A Warning to Appellate Lawyers From Judge Fuentes

Walters v. YMCA, 437 N.J. Super. 111 (App. Div. 2014).  This decision by Judge Fuentes, issued today, reverses a grant of summary judgment in favor of the YMCA in what Judge Fuentes called a “garden variety slip and fall case.”  Plaintiff had slipped on a step and fallen while walking to use the YMCA’s indoor pool.  He asserted that the stair tread had been negligently maintained.  Relying on a broad “hold harmless” provision in plaintiff’s membership agreement, which stated that the YMCA “will not be responsible for any personal injuries or losses sustained by me while on YMWCA premises or as a result of a YMWCA sponsored activities [sic],” the YMCA obtained summary judgment in the Law Division.  That court believed that the Supreme Court’s opinion in Stelluti v. Casapenn Enterprises, Inc., 203 N.J. 286 (2010), controlled the case.  Stelluti, however, upheld a hold harmless on facts that involved an injury from “inherently risky,” strenuous activities at a health club.  Here, in contrast, plaintiff’s injury from the allegedly negligently maintained step “was not caused by or related to an inherently risky physical fitness activity,” but “could have occurred in any business setting.”  Judge Fuentes concluded that the hold harmless in this case was unenforceable as against public policy, since it allowed the YMCA to “shield itself from all civil liability, based on a one-sided contractual arrangement that offers no countervailing or redeeming societal value.”  Accordingly, the panel reversed the summary judgment in favor of the YMCA.

But that did not end the opinion.  Judge Fuentes felt compelled to note “appellant’s counsel’s complete disregard of Rule 2:6-2(a)(4),” which requires that a brief contain a concise statement of the material facts, “in the form of a narrative chronological summary incorporating all pertinent evidence ….”  This plaintiff’s Statement of Facts consisted of a single sentence saying that plaintiff slipped and fell due to a defective stair riser, followed by a reference to three appendix pages that contained surgical records and a picture of a scar on plaintiff’s knee.  Judge Fuentes observed that all judges have been lawyers for at least ten years before taking the bench and sympathized with the burdens on lawyers.  But that did not excuse compliance with the Court Rules:

“No matter how long we have held this Constitutional office, none of us ever forget how hard we worked when we practiced law, the emotional toll our career exacted on us personally and on our loved ones, and the economic pressure involved in managing the business side of a law office.  However, both lawyers and judges have a common obligation to discharge the respective obligations of our office, ever mindful of our ethical duty to uphold the highest possible standards of the legal profession.  The kind of shoddy work presented by appellant’s counsel here diminishes our profession and must be condemned as unacceptable in the strongest possible terms.”  The panel considered imposing a monetary sanction but decided not to do that, “hoping the strongly worded message we deliver here will produce the same deterrent effect.”

There was a time, in the 1970’s and 1980’s, when the Appellate Division fairly often issued opinions that criticized, or even sanctioned, counsel who did not comply with the appellate Court Rules.  Judge Fuentes cited one such opinion, Miraph Enterprises, Inc. v.
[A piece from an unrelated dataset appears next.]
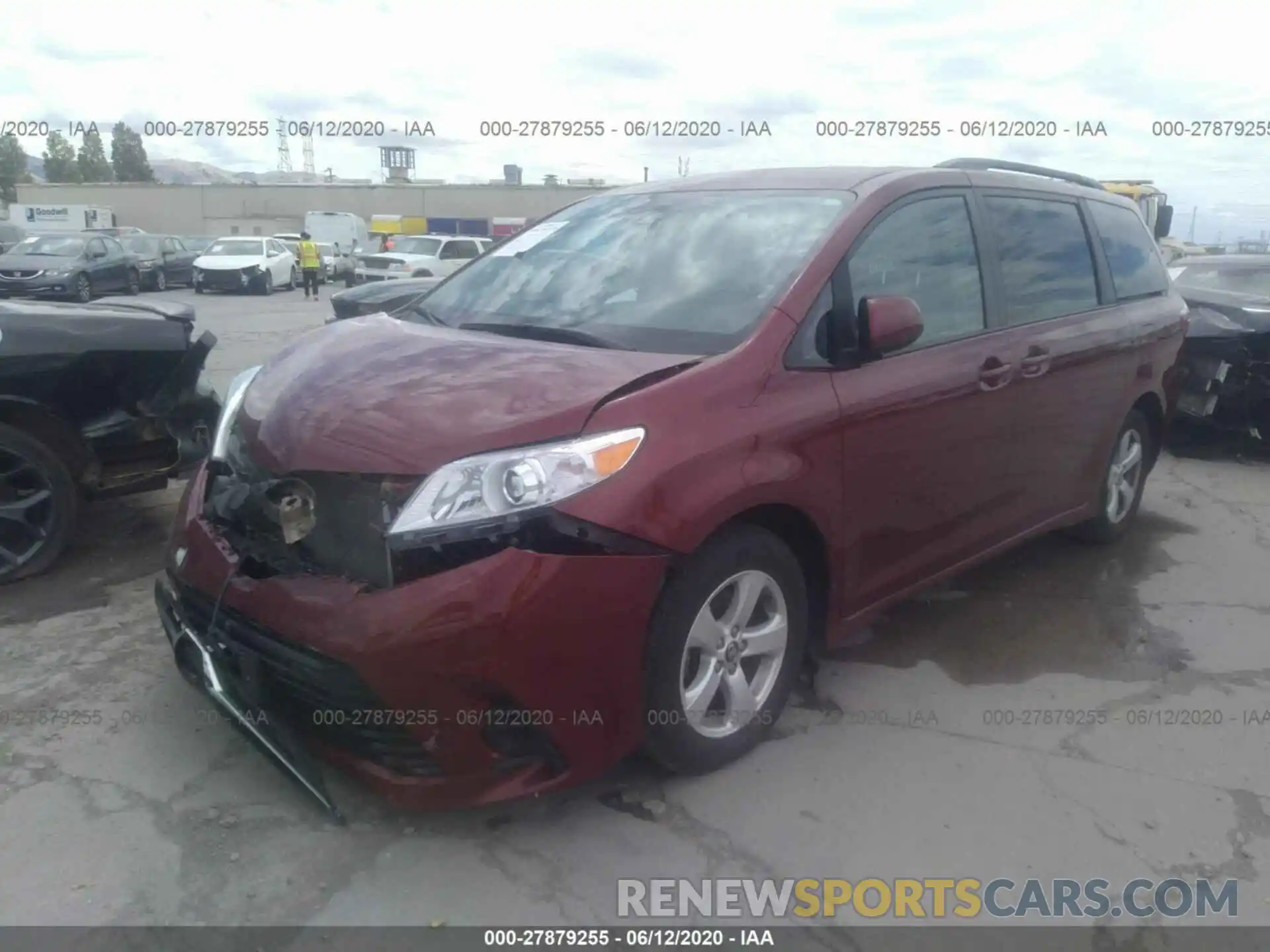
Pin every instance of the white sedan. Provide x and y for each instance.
(422, 257)
(237, 263)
Bd. of Alco. Bev., Paterson, 150 N.J. Super. 504 (App. Div. 1977) (sanctioning counsel $100 for violating Rule 2:6-2), in his opinion today.  See also In re Tenure Hearing of Cowan, 224 N.J. Super. 737 (App. Div. 1988) (warning of sanctions or dismissal for violating Rule 2:6-2, where party filed a brief twice as long as permitted by Rule); Hayling v. Hayling, 197 N.J. Super. 484 (App. Div. 1984) (affirming decision below where appellant’s brief did not comply with Rule 2:6-2); Cherry Hill Dodge, Inc. v. Chrysler Credit Corp., 194 N.J. Super. 282 (App. Div. 1984) (dismissing appeal for numerous violations of the appellate rules regarding both briefs and appendices).  It has been awhile since such opinions were issued with any regularity.  This opinion serves notice, however, if notice were needed, that the Appellate Division will not countenance violations of the appellate rules, and that sanctions may be imposed on those who violate those rules after having been warned by this decision.